Arriving in L.A. was something of a culture shock, to say the least. Among the sharp-dressing, L Word–era lesbians of West Hollywood, Post felt self-conscious. Dorky even. Her non-hairstyle and oversize Bermuda shorts just weren’t cutting it anymore. After six months at the bottom of the L.A. fashion food chain, Post, 42, decided it was time for a change. She posted an ad on the “Women for Women” section of Craigslist, asking for help unleashing her inner dandy.

Enter QueerStyleLA, a collective of queer gals with a flair for vintage designer fashions — Kat McIver covers “logistics” and Kristen Tribby specializes in “gender styling.” Together their goal is to help people express their queer identity through their attire — whether they be gay, butch, femme, trans or even straight. Queerness, according to them, has less to do with sexuality and gender, and more to do with attitude.

“Queer is about changing the status quo, not adhering to mainstream culture,” says Tribby, a 29-year-old socially conscious femme with a penchant for antique accessories and polka-dot blouses. “When we style someone, we ask them, ‘Who are you?’ Then we take that and queer it to your gender.
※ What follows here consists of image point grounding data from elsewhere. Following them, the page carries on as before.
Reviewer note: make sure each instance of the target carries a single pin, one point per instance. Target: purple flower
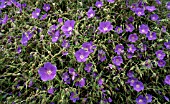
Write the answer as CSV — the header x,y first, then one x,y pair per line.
x,y
101,55
168,5
163,29
118,29
19,49
100,81
131,19
133,37
143,29
129,28
132,80
99,4
43,17
160,54
119,49
82,82
68,26
138,86
105,27
46,7
111,1
166,98
167,45
74,97
161,63
154,17
51,91
150,8
140,11
151,36
131,48
47,72
167,79
130,74
88,67
60,20
81,55
141,100
65,77
73,73
36,13
24,39
149,98
88,46
5,19
65,44
91,13
158,2
117,60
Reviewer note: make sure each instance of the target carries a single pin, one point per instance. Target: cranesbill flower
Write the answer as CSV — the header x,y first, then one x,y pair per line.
x,y
131,48
73,73
68,26
65,44
117,60
160,54
168,5
154,17
150,8
139,11
100,81
143,29
151,36
91,13
47,72
36,13
55,37
46,7
24,39
141,100
51,90
111,1
43,17
149,98
5,19
167,45
105,27
161,63
129,28
133,37
158,2
99,4
88,67
88,46
81,55
74,97
118,29
119,49
132,80
167,79
138,86
82,82
65,76
130,74
101,55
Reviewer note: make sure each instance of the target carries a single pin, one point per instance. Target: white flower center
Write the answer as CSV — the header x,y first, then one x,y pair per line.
x,y
105,29
81,57
137,86
140,100
49,72
69,28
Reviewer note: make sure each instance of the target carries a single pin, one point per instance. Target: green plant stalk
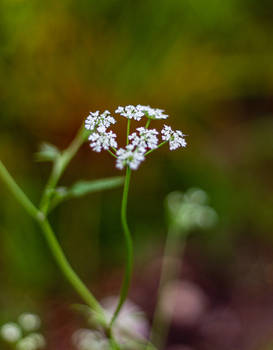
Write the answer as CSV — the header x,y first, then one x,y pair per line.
x,y
128,131
161,324
148,123
59,167
129,248
53,244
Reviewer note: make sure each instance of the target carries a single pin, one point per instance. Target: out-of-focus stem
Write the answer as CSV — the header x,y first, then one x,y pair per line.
x,y
161,324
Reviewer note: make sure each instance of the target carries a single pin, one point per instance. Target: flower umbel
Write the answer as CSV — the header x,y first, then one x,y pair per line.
x,y
153,113
175,138
103,140
130,112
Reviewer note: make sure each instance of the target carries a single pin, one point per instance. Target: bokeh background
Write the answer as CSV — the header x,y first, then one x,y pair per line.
x,y
210,66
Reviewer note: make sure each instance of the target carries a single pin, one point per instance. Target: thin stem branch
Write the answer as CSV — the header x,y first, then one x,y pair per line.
x,y
18,193
129,247
161,324
53,244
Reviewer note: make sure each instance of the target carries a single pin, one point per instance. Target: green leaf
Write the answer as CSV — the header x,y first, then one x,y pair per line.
x,y
47,153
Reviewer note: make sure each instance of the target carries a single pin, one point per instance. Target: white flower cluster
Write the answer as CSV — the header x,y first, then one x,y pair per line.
x,y
139,143
28,324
Queer it to what it is you want to be.”

When Tribby met up with Post at her home in Venice, her first step was to rummage through the closet. What she found disturbed her. “JP’s clearly butch, but I saw some lacy items, things she said she needed for Christmas parties and weddings. I said, ‘My dear, this is horrible, you don’t have to do this!’ ” After banishing the flounce (along with the flannel), Tribby took Post shopping. They went to Kenneth Cole and bought a pair of Fluevog-like shoes, de rigueur for voguish butches. The shoes only went down to a women’s size 10, so they improvised with insoles. “If you’re going to put a woman in a hot suit, you can’t then go and pair it with a pair of stubby Nine Wests,” reasoned Tribby. “The fashion industry needs to catch on that not all women out there want to be strapped in high heels all the time.”
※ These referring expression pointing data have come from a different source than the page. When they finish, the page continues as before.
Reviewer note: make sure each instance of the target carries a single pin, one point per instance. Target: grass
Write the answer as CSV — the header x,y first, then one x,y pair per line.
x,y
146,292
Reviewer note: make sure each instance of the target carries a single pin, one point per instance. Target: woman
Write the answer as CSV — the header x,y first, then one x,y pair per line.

Then they followed up with a visit to Nordstrom, where they browsed the men’s suit department. For Post, it was a liberating experience. “For me, it was always kind of a big taboo to go to the suit section, but Kristen broke that boundary right down,” she says. “She told me, ‘Of course, you can wear men’s suits.’ Sometimes you just need permission like that.” At first, the Nordstrom salesman was a little perplexed by his new lady client — until, Post says, it became clear she was going to be spending “a boatload of money.”

In the space of a few weeks, Post was transformed from démodé to dapper. The gay guys at her law firm said she looked like Al Pacino and told her she was ready to “rock the boulevard” with them. She went to L.A. Fashion Week in March with Tribby and caused quite a commotion in her brand-new pinstriped chocolate Ben Sherman suit (tailored), purple plaid shirt and Gucci sunglasses. “Laurie Pike [fashion writer and former editor of LA.com] came up to me and said I was the best-dressed lawyer she had ever met,” says Post, who says her confidence has grown tenfold since her style overhaul. “I’ve never had so many compliments in all my life.”

As for Tribby, she knows her company will be compared to the Bravo series that made a star of Carson Kressley. “[Queer Eye] broke ground, for sure,” she says, “but they didn’t take into account people’s economic status, and they typically didn’t do gay guys, dykes or trans folks. That’s what we’re doing — helping all the queers feel good in their own skin.”